Just a word about Grossman and Jennings, who soon will be Western North Carolina’s own beer celebs: Grossman will be managing Sierra Nevada’s new brewery in Mills River, and Jennings will be head brewer there. While we won’t see any beer from the facility until probably early 2014, Jennings and family will most likely move to the area next fall. Jennings has been in charge of Sierra’s 10-barrel pilot system, so he’s been producing lots of small batch experimental brews. Hope he’s still able to do so when he's down the road.

Also, a huge shout-out all who organized Beer City Fest, especially grand festival master, Jimi Rentz. The third Beer City Fest was the best yet. A sold out crowd of more than 2,200 soaked up the sun and the suds while cheering Asheville’s fourth Beer City, USA, win. Thirty-two breweries poured tastes. Represented were all of the Asheville-area breweries, plus a number of standouts from elsewhere, including Surly Brewing of Minnesota, whose beers currently aren’t distributed here. It’s been a heckuva beer year for this region, for sure. 
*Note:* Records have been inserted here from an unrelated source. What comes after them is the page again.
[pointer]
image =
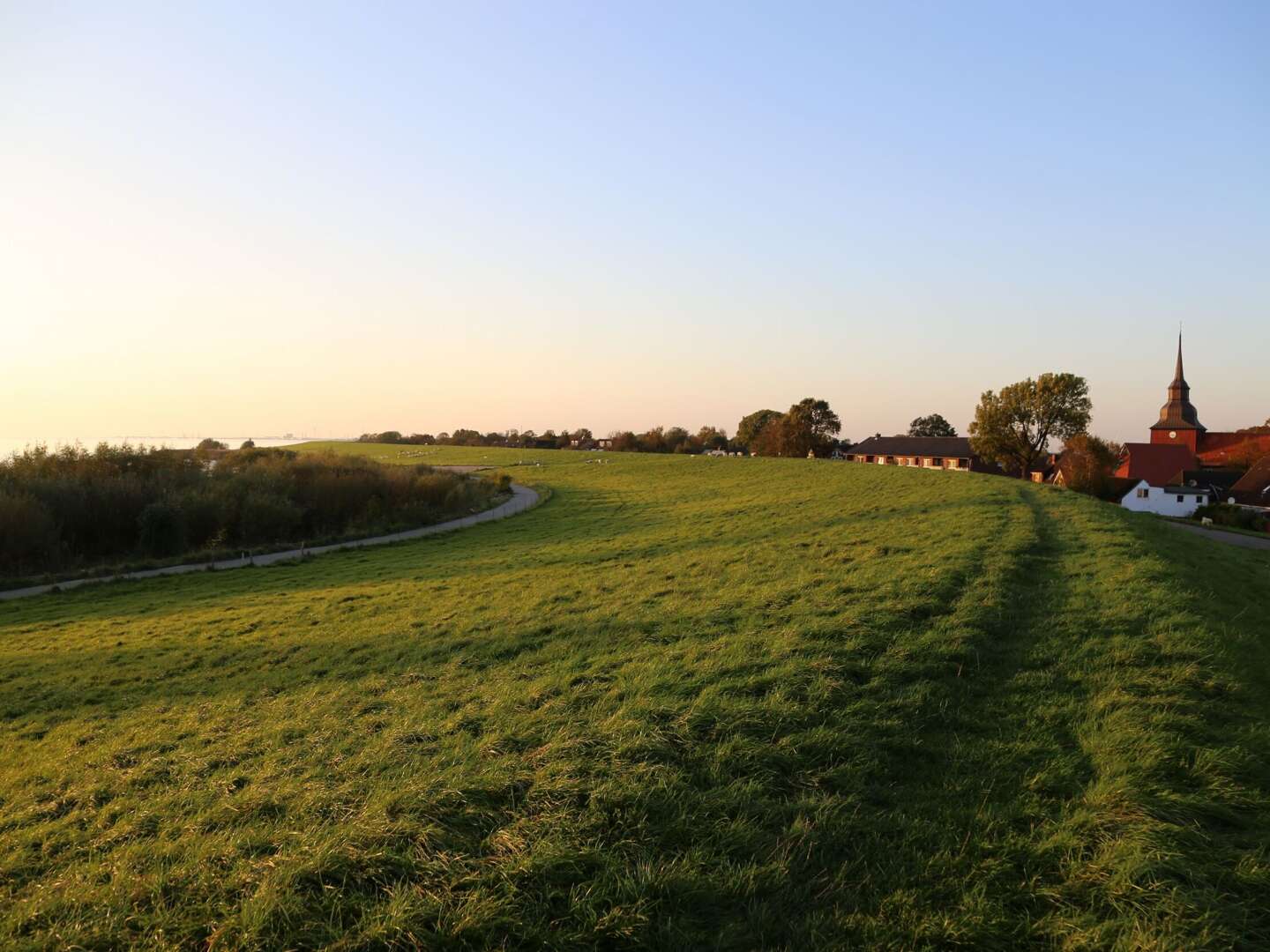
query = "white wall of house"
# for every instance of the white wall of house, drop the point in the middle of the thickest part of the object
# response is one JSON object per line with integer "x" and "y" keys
{"x": 1156, "y": 499}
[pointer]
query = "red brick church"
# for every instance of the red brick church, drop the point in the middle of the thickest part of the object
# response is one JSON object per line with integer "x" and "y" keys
{"x": 1180, "y": 442}
{"x": 1179, "y": 426}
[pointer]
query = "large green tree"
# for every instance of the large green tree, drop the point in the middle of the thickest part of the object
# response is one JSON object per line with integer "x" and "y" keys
{"x": 932, "y": 426}
{"x": 1013, "y": 427}
{"x": 1088, "y": 464}
{"x": 810, "y": 427}
{"x": 753, "y": 424}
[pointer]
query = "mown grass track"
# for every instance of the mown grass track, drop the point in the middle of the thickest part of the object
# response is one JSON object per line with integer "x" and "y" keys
{"x": 715, "y": 703}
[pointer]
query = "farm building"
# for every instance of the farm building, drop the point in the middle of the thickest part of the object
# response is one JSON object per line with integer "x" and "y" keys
{"x": 1163, "y": 501}
{"x": 923, "y": 452}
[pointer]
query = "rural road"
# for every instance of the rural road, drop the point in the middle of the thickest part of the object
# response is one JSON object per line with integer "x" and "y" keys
{"x": 522, "y": 498}
{"x": 1231, "y": 539}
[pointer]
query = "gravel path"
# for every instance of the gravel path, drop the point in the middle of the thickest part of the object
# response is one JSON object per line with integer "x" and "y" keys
{"x": 522, "y": 498}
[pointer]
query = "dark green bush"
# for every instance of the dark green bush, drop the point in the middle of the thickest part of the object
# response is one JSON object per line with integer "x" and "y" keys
{"x": 74, "y": 508}
{"x": 1233, "y": 516}
{"x": 161, "y": 530}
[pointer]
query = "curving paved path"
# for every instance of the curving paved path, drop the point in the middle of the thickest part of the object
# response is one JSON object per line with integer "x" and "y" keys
{"x": 522, "y": 498}
{"x": 1231, "y": 539}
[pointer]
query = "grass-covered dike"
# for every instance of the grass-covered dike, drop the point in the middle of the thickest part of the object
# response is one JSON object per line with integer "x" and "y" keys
{"x": 686, "y": 703}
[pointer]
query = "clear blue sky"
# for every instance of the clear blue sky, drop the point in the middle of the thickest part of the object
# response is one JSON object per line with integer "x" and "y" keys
{"x": 263, "y": 217}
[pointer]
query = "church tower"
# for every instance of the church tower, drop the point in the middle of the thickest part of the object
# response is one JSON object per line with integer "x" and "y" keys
{"x": 1179, "y": 421}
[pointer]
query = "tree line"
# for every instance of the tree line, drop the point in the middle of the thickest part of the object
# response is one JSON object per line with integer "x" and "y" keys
{"x": 74, "y": 508}
{"x": 810, "y": 426}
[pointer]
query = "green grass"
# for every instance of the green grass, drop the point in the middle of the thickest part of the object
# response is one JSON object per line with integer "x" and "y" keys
{"x": 686, "y": 703}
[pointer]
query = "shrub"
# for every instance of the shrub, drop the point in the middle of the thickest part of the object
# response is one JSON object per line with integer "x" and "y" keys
{"x": 71, "y": 508}
{"x": 1232, "y": 516}
{"x": 28, "y": 536}
{"x": 265, "y": 517}
{"x": 161, "y": 530}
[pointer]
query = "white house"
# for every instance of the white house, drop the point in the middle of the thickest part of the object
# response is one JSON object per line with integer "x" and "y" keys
{"x": 1163, "y": 501}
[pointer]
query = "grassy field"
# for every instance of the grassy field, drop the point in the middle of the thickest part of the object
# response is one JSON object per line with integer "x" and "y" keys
{"x": 686, "y": 703}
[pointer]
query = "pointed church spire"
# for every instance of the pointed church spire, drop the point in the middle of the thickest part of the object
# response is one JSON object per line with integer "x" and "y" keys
{"x": 1179, "y": 413}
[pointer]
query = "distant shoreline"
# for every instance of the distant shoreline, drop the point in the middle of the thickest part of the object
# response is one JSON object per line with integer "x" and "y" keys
{"x": 17, "y": 444}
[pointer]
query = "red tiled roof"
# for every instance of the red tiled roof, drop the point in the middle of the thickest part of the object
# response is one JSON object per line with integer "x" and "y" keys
{"x": 1156, "y": 462}
{"x": 1254, "y": 485}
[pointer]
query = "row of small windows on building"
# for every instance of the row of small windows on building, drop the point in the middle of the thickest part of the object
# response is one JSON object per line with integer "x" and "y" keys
{"x": 937, "y": 462}
{"x": 1145, "y": 493}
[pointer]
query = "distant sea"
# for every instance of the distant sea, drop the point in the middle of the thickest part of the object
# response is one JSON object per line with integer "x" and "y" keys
{"x": 16, "y": 444}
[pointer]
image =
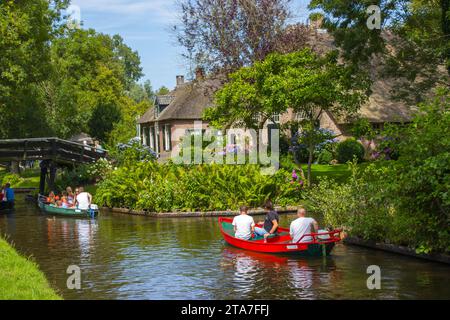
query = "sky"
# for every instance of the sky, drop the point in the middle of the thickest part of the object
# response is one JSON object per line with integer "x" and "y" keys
{"x": 145, "y": 26}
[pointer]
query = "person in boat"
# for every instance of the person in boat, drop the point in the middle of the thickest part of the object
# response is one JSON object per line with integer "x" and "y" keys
{"x": 303, "y": 226}
{"x": 84, "y": 199}
{"x": 70, "y": 197}
{"x": 3, "y": 203}
{"x": 270, "y": 223}
{"x": 9, "y": 196}
{"x": 52, "y": 198}
{"x": 64, "y": 201}
{"x": 243, "y": 224}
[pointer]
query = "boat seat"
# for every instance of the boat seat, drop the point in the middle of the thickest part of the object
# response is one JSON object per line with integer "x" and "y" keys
{"x": 228, "y": 228}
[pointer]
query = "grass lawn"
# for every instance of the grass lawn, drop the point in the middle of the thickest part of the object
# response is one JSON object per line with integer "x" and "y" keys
{"x": 339, "y": 172}
{"x": 21, "y": 279}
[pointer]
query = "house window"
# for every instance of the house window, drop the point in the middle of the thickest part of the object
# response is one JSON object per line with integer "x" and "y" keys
{"x": 257, "y": 118}
{"x": 301, "y": 115}
{"x": 152, "y": 138}
{"x": 167, "y": 137}
{"x": 147, "y": 136}
{"x": 276, "y": 117}
{"x": 143, "y": 137}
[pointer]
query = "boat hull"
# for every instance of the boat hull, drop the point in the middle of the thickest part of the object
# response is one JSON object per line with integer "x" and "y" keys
{"x": 280, "y": 244}
{"x": 51, "y": 210}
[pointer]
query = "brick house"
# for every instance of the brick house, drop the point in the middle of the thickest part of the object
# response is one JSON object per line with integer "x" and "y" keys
{"x": 174, "y": 114}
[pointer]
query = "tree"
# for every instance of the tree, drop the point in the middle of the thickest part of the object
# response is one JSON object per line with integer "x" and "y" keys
{"x": 414, "y": 40}
{"x": 308, "y": 83}
{"x": 162, "y": 91}
{"x": 229, "y": 34}
{"x": 91, "y": 74}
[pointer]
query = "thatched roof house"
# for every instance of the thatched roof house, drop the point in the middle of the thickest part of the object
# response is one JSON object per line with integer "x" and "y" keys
{"x": 175, "y": 114}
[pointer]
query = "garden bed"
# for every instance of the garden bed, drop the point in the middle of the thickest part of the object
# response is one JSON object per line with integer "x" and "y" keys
{"x": 280, "y": 210}
{"x": 442, "y": 258}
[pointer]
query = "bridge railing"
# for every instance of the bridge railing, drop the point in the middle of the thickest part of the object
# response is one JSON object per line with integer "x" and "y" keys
{"x": 55, "y": 149}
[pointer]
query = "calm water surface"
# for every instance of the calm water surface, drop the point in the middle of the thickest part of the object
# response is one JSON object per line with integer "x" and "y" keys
{"x": 126, "y": 257}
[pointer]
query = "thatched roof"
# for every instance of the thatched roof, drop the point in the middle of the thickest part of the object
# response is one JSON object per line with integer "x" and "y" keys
{"x": 185, "y": 102}
{"x": 149, "y": 116}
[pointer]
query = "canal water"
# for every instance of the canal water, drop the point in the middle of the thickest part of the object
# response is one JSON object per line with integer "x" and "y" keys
{"x": 131, "y": 257}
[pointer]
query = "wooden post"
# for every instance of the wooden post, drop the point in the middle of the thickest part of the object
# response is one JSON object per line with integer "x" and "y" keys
{"x": 51, "y": 181}
{"x": 43, "y": 177}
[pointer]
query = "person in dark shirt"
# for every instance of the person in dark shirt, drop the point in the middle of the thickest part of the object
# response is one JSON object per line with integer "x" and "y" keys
{"x": 9, "y": 195}
{"x": 270, "y": 223}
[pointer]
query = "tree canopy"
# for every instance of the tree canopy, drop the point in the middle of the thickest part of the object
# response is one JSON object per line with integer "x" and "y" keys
{"x": 303, "y": 81}
{"x": 56, "y": 80}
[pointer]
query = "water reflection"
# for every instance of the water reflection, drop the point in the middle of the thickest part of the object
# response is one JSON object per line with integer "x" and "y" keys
{"x": 125, "y": 257}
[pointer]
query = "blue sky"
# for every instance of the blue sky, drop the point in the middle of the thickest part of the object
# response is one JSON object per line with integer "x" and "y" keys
{"x": 145, "y": 26}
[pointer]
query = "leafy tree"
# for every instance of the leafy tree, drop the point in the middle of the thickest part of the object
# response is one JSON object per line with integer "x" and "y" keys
{"x": 91, "y": 73}
{"x": 309, "y": 84}
{"x": 26, "y": 31}
{"x": 404, "y": 202}
{"x": 229, "y": 34}
{"x": 162, "y": 91}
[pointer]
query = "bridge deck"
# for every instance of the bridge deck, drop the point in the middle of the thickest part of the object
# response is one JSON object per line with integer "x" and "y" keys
{"x": 57, "y": 150}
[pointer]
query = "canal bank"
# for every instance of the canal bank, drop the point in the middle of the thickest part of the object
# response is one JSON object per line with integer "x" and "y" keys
{"x": 20, "y": 278}
{"x": 134, "y": 257}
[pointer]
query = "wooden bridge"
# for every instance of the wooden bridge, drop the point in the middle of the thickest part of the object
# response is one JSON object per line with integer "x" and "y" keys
{"x": 51, "y": 152}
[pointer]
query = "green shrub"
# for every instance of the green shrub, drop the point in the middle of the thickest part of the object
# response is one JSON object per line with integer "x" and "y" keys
{"x": 404, "y": 202}
{"x": 12, "y": 178}
{"x": 348, "y": 149}
{"x": 169, "y": 187}
{"x": 325, "y": 157}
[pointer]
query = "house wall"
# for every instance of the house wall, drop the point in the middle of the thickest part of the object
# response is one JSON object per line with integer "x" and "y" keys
{"x": 177, "y": 131}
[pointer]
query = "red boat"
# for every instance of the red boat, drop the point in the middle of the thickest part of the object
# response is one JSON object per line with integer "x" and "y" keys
{"x": 321, "y": 245}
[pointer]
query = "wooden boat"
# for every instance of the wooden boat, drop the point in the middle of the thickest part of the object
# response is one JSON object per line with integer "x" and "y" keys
{"x": 68, "y": 212}
{"x": 281, "y": 243}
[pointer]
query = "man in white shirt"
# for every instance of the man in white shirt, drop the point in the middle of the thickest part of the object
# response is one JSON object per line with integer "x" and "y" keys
{"x": 243, "y": 224}
{"x": 301, "y": 226}
{"x": 84, "y": 199}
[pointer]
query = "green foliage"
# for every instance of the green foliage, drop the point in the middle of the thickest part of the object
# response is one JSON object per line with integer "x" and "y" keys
{"x": 60, "y": 81}
{"x": 11, "y": 178}
{"x": 349, "y": 149}
{"x": 26, "y": 30}
{"x": 362, "y": 128}
{"x": 78, "y": 176}
{"x": 325, "y": 157}
{"x": 168, "y": 187}
{"x": 407, "y": 201}
{"x": 21, "y": 278}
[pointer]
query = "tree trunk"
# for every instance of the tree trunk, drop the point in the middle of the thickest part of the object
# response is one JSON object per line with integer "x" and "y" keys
{"x": 445, "y": 7}
{"x": 299, "y": 165}
{"x": 310, "y": 158}
{"x": 15, "y": 168}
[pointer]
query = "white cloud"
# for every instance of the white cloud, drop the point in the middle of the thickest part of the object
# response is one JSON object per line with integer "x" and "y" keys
{"x": 160, "y": 10}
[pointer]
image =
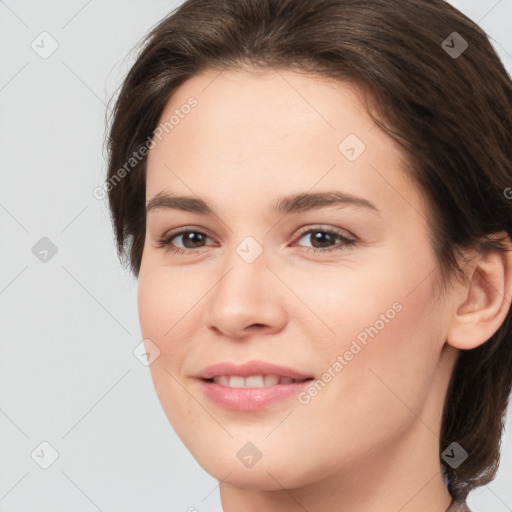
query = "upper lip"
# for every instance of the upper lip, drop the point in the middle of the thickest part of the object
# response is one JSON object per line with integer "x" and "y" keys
{"x": 250, "y": 368}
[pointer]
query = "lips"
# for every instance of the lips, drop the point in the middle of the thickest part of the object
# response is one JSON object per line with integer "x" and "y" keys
{"x": 249, "y": 369}
{"x": 239, "y": 387}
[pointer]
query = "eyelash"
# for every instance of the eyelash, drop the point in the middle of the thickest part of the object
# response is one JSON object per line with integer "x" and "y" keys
{"x": 165, "y": 241}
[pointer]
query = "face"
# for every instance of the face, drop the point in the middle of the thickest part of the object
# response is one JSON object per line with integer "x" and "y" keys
{"x": 314, "y": 256}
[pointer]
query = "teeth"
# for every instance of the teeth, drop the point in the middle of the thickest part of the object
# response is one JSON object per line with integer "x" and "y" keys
{"x": 253, "y": 381}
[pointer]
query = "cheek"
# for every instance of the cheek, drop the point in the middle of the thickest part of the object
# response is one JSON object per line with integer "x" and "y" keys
{"x": 164, "y": 300}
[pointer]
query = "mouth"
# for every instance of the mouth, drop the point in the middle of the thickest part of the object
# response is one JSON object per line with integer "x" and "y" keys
{"x": 254, "y": 381}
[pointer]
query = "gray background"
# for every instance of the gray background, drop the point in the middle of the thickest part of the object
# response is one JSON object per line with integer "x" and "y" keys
{"x": 68, "y": 326}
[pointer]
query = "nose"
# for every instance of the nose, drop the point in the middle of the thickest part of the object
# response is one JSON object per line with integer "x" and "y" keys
{"x": 247, "y": 298}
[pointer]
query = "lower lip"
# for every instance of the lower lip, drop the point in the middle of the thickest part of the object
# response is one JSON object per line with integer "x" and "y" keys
{"x": 250, "y": 399}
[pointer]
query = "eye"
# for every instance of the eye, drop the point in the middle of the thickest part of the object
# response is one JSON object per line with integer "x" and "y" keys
{"x": 191, "y": 240}
{"x": 321, "y": 239}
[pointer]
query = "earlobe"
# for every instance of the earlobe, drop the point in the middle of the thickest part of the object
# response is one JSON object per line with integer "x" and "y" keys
{"x": 483, "y": 302}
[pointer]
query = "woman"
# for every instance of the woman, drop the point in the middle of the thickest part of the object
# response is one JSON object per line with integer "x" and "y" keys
{"x": 313, "y": 196}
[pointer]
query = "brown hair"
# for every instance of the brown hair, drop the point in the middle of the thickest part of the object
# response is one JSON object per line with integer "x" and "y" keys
{"x": 451, "y": 114}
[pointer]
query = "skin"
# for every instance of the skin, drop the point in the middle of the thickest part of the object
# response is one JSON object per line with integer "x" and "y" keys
{"x": 370, "y": 439}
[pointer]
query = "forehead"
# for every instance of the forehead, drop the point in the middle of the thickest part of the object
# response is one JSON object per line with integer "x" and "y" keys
{"x": 272, "y": 130}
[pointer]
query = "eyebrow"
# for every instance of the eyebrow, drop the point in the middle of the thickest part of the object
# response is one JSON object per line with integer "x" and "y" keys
{"x": 288, "y": 204}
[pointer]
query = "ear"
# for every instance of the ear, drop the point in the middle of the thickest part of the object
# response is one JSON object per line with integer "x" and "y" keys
{"x": 482, "y": 303}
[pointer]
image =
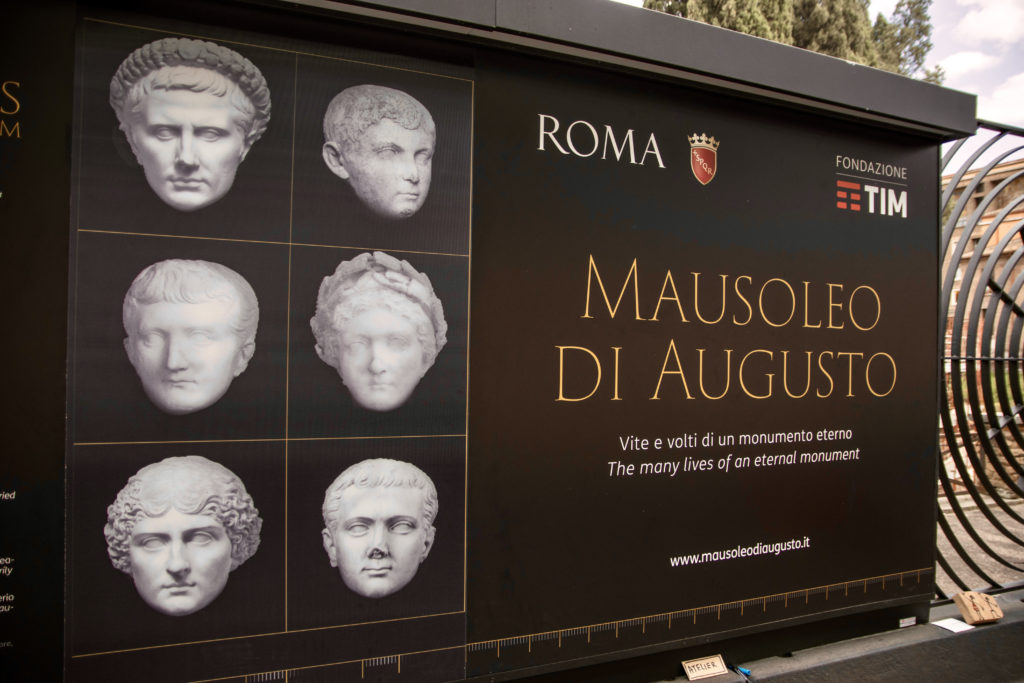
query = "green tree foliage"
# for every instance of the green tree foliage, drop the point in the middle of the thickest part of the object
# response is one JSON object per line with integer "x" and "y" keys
{"x": 838, "y": 28}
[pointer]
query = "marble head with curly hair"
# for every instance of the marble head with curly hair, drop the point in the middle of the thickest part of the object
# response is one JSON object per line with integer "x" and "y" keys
{"x": 190, "y": 111}
{"x": 380, "y": 325}
{"x": 178, "y": 527}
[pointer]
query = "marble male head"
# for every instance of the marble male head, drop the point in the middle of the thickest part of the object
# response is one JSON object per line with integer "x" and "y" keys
{"x": 190, "y": 110}
{"x": 190, "y": 330}
{"x": 379, "y": 524}
{"x": 381, "y": 141}
{"x": 380, "y": 325}
{"x": 179, "y": 527}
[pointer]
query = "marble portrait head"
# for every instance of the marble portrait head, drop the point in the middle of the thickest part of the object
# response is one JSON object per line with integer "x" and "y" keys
{"x": 379, "y": 524}
{"x": 380, "y": 325}
{"x": 190, "y": 110}
{"x": 190, "y": 330}
{"x": 381, "y": 141}
{"x": 178, "y": 528}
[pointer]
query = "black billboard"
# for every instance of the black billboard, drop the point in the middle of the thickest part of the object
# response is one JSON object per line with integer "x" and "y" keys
{"x": 435, "y": 365}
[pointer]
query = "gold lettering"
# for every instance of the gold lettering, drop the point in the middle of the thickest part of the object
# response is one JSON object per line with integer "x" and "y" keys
{"x": 14, "y": 131}
{"x": 631, "y": 275}
{"x": 728, "y": 373}
{"x": 824, "y": 372}
{"x": 833, "y": 304}
{"x": 696, "y": 299}
{"x": 679, "y": 371}
{"x": 742, "y": 384}
{"x": 849, "y": 371}
{"x": 867, "y": 374}
{"x": 807, "y": 308}
{"x": 785, "y": 376}
{"x": 878, "y": 308}
{"x": 793, "y": 300}
{"x": 750, "y": 309}
{"x": 669, "y": 282}
{"x": 11, "y": 97}
{"x": 561, "y": 372}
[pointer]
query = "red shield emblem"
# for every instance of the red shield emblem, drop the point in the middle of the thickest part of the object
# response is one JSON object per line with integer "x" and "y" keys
{"x": 704, "y": 158}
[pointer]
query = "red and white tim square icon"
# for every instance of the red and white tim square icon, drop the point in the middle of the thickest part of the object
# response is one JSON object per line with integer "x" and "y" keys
{"x": 848, "y": 196}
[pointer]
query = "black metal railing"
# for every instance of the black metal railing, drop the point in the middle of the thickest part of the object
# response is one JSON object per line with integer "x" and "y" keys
{"x": 981, "y": 475}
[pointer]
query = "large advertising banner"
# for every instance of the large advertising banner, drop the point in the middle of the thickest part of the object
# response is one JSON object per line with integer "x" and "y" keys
{"x": 268, "y": 356}
{"x": 702, "y": 366}
{"x": 393, "y": 364}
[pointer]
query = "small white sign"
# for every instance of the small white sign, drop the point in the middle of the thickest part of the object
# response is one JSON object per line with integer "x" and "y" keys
{"x": 705, "y": 668}
{"x": 953, "y": 625}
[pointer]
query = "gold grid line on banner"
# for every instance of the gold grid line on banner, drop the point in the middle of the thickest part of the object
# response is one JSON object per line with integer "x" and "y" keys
{"x": 270, "y": 47}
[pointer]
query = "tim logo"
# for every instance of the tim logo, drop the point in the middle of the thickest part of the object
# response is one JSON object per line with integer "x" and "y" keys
{"x": 869, "y": 199}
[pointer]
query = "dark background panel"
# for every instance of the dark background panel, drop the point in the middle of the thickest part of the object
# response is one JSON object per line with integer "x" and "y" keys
{"x": 316, "y": 596}
{"x": 326, "y": 210}
{"x": 320, "y": 406}
{"x": 112, "y": 188}
{"x": 34, "y": 204}
{"x": 104, "y": 609}
{"x": 769, "y": 212}
{"x": 109, "y": 402}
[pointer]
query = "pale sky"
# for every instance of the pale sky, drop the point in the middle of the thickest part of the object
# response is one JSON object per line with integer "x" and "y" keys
{"x": 980, "y": 44}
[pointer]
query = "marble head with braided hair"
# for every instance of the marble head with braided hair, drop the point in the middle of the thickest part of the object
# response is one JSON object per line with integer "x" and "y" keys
{"x": 190, "y": 111}
{"x": 380, "y": 325}
{"x": 179, "y": 526}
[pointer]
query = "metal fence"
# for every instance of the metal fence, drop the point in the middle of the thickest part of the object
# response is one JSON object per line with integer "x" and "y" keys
{"x": 981, "y": 477}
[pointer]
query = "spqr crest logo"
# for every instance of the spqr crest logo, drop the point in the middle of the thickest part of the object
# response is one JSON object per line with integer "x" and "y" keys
{"x": 704, "y": 157}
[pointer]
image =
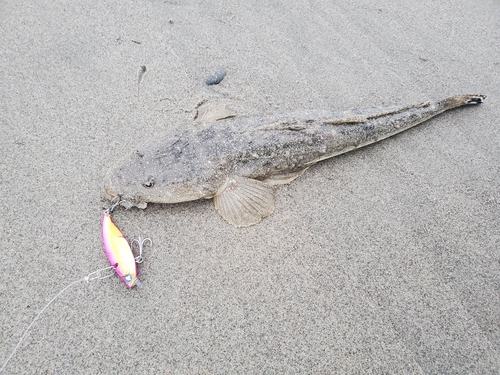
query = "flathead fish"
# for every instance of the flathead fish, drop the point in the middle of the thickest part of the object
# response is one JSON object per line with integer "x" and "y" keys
{"x": 237, "y": 160}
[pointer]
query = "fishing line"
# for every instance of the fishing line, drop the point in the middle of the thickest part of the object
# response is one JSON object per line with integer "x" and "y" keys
{"x": 96, "y": 275}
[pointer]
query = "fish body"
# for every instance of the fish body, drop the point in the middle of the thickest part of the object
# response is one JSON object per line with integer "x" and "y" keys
{"x": 237, "y": 160}
{"x": 118, "y": 251}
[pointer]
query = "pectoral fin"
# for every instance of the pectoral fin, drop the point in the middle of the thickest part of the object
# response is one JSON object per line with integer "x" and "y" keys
{"x": 244, "y": 201}
{"x": 283, "y": 178}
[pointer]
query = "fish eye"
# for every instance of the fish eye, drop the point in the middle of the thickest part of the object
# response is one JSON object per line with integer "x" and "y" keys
{"x": 150, "y": 182}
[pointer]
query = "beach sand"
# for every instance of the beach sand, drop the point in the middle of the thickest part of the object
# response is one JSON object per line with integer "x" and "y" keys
{"x": 383, "y": 260}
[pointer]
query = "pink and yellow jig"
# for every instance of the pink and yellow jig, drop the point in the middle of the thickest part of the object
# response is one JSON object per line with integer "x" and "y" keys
{"x": 119, "y": 252}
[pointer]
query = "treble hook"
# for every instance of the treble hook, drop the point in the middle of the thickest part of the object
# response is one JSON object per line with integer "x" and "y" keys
{"x": 114, "y": 205}
{"x": 140, "y": 242}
Finally, thanks to the Asheville Beer Week organizing committee for doing a stupendous job (myself included), to Honey Badger head Mike Rangel of Asheville Brewing Company for herding drunk cats for several months, and to Win Bassett, executive director of the N.C. Brewers Guild, for spending 10 days in town tweeting his thumbs off. Also, big congrats to Our Taco Truck for winning the first Battle Food Truck. If you haven’t tasted Pisgah Brewing's Blind Pig Coconut Porter, hunt it down and imbibe. Speaking of coconut porter, another congrats goes out to home brewer Alex Zdanovich. I was honored to again judge the amazing Just Economics of WNC Home Brew It Fest, and I chose Zdanovich's Chocolate Coconut Coffee Stout as the Brewgasm winner. This beer also won The People's Choice Award.

Let’s do it again next year, y’all. Slainte!